What's a "furring strip sticker?" Is that just a 1x3 board? Will the blocks fall off when you are doing long 16' baseboards by yourself? I could easily see myself knocking those little blocks off onto the wet boards underneath at some point. Would you consider fastening them with screws to the 1x3 furring strip so it's one piece?


----------



## NuLook Painting YK

1x4 cut to 48” with 2x4 blocks (customize the height to what you think you need) screwed to either end about $75 in new material made me 30 some sticks.
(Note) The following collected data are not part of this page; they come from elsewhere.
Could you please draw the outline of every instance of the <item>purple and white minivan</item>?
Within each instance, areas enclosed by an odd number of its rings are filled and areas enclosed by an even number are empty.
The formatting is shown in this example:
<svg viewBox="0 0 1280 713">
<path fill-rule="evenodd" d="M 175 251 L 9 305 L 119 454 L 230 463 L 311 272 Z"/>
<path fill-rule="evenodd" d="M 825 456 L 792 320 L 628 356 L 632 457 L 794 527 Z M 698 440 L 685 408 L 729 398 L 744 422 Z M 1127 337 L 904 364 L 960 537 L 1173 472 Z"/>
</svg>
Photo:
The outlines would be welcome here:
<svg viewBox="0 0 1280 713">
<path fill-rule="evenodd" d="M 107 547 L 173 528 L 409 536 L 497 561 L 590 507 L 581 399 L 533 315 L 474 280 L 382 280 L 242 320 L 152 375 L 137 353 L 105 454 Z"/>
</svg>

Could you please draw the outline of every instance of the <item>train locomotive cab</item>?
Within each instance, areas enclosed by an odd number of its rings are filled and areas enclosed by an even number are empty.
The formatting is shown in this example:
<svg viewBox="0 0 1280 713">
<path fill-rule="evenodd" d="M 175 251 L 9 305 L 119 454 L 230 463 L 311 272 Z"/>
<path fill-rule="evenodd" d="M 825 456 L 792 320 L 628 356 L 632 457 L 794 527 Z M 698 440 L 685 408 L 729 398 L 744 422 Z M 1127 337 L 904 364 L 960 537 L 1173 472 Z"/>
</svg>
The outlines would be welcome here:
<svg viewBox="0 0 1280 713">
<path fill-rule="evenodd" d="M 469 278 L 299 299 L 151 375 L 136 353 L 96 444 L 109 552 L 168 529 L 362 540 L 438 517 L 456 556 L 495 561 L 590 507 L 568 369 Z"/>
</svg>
The picture is of 5” by 16’ tongue and groove boards. 


Sent from my iPhone using Tapatalk


----------



## ridesarize

Mr Smith said:


> What's a "furring strip sticker?" Is that just a 1x3 board? Will the blocks fall off when you are doing long 16' baseboards by yourself? I could easily see myself knocking those little blocks off onto the wet boards underneath at some point. Would you consider fastening them with screws to the 1x3 furring strip so it's one piece?
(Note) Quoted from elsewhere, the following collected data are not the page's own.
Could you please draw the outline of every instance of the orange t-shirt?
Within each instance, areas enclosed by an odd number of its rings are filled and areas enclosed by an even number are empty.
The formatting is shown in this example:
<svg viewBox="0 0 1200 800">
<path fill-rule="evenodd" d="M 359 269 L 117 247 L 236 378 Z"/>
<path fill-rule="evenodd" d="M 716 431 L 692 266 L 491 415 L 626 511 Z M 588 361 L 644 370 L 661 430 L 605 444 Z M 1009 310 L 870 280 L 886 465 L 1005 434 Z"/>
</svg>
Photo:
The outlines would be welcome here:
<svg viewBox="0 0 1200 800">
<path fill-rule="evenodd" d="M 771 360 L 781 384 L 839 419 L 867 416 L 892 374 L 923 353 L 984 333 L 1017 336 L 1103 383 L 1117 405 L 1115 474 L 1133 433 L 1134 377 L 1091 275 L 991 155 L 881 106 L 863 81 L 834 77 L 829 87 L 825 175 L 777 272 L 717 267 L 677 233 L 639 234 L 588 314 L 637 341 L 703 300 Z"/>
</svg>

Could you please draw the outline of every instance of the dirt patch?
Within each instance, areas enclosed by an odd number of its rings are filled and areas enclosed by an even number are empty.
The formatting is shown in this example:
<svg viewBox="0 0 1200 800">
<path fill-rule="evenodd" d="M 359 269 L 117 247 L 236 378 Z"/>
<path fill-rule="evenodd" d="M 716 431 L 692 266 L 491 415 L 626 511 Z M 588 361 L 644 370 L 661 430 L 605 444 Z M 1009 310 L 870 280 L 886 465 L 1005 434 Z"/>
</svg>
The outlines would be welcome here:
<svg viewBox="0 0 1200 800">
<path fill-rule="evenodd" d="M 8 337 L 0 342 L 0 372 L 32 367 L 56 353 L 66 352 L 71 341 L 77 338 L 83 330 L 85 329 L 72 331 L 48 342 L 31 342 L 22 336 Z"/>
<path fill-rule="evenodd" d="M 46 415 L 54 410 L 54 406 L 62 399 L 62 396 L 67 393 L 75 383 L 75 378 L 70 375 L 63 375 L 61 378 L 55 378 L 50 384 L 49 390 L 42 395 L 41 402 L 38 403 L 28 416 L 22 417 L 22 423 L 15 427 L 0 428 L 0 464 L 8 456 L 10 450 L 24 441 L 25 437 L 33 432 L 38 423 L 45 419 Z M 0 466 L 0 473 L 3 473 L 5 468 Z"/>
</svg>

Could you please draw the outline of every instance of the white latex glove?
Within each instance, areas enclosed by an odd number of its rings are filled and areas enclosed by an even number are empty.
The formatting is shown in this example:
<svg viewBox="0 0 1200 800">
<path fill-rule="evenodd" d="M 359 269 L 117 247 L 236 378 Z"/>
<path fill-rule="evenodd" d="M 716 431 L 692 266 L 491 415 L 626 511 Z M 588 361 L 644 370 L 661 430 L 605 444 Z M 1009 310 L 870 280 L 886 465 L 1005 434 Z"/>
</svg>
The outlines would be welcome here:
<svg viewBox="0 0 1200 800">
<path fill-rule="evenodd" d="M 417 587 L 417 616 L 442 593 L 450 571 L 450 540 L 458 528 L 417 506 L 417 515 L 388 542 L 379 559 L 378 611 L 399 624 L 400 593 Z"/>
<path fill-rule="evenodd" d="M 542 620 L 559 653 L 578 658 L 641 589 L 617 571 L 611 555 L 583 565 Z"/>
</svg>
Furring strips, 1x3" boards.

This system is very sturdy unless maybe you start the whole stack on uneven ground.
I've never knocked boards down while doing this method. I just lay the blocks up there flat and they stay put. I've stacked double blocks before too for 3" in between rows. 
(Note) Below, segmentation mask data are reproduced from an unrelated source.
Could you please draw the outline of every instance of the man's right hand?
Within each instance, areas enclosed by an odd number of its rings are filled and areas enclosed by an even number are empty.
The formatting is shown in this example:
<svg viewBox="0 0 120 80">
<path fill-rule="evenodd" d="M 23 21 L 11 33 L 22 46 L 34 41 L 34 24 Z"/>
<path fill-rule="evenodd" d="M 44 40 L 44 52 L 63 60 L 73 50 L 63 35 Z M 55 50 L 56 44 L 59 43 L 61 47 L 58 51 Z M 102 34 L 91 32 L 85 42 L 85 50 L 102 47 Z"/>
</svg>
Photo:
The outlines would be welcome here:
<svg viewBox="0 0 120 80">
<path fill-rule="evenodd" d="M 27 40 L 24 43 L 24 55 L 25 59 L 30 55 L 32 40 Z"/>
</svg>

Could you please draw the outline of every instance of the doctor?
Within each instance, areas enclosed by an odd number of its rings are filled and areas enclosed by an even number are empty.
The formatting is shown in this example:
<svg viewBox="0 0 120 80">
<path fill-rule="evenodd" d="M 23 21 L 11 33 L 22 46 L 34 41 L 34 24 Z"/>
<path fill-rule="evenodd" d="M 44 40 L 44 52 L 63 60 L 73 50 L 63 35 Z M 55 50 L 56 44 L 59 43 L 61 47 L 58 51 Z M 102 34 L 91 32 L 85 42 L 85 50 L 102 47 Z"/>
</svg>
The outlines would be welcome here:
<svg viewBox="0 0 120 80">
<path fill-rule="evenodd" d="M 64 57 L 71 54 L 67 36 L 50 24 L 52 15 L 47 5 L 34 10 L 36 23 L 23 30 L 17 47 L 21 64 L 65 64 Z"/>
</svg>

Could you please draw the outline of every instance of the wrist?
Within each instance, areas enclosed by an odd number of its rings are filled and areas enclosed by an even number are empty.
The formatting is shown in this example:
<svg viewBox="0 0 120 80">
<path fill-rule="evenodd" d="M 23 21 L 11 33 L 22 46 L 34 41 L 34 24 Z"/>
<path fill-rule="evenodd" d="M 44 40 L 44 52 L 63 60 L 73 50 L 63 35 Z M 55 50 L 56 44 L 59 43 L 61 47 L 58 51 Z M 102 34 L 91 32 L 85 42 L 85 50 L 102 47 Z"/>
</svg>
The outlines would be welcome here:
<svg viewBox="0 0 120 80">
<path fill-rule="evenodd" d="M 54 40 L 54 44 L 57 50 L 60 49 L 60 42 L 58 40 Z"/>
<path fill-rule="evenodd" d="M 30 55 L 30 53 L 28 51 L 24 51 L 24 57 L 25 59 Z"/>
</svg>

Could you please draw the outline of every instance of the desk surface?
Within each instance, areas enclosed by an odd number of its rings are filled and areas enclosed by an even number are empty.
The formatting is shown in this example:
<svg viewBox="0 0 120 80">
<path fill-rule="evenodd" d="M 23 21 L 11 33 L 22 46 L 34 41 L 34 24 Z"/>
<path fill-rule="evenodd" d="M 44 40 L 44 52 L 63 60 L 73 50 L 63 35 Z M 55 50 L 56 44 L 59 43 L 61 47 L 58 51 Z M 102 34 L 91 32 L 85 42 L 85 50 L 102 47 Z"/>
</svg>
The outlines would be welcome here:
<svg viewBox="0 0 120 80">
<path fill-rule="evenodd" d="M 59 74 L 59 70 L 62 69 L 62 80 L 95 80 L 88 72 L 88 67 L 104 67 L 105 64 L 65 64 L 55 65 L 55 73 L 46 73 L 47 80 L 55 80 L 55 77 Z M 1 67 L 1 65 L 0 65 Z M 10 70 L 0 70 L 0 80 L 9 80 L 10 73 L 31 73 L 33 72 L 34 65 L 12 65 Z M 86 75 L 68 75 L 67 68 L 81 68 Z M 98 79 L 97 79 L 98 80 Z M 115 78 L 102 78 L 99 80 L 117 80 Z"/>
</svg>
You could screw the blocks to the furring strips as long as the screws are countersunk in and the stacks still stack up straight with no wobble. But also at that point it's a little bit less portable, still good for shop environment though.
.


----------



## kmp

I use 1x2 furring strips as well but I cut the 2x4 into 4x4 inch pieces and nail a 4" piece of 1x3 furring strip to it so my 48" piece of 1x3 sits flush with it. If you have 10' plus pieces of trim you will need three stick and block set up for each level so 9 4x4 blocks and 3 48" stickers, Start with one set on the floor and build it up. You can get 5 or 6 per level with 6" trim. They can get shakey so don;t go more than 3' or so. It makes no difference what type of system you use you will not have enough room or parts. The erecta rack and similar systems look good and probably work well but you could go bankrupt buying enough of them to do a house full of base and case.


----------



## ridesarize

futtyos said:


> Just watched the video of you painting these. I can only get about 40 boards max on my setup, but this is for small condos.
> 
> I would have liked to see you stack the finished boards, but I think I can envision it. I am going to keep this setup in mind for larger jobs.
> 
> Just a question. I am guessing that you have tried rolling the paint on with a small roller, then brushing it out - and if so, why do you prefer using just a brush?
> 
> futtyos


I used brush only to apply the primer and the paint so I would avoid any possibility of hairs or fuzz getting into the finish. Other reasons are that I wanted to work the primer in by brush and create even brush strokes the entire length of the boards. if I had rolled them with coverstain it would be difficult to lay out the primer and have it look smooth. 

On the Heritage Red finish coat, I brushed it so I could put the paint on wet, get good coverage, and make those 8 foot long brush strokes witout the corners showing through.


----------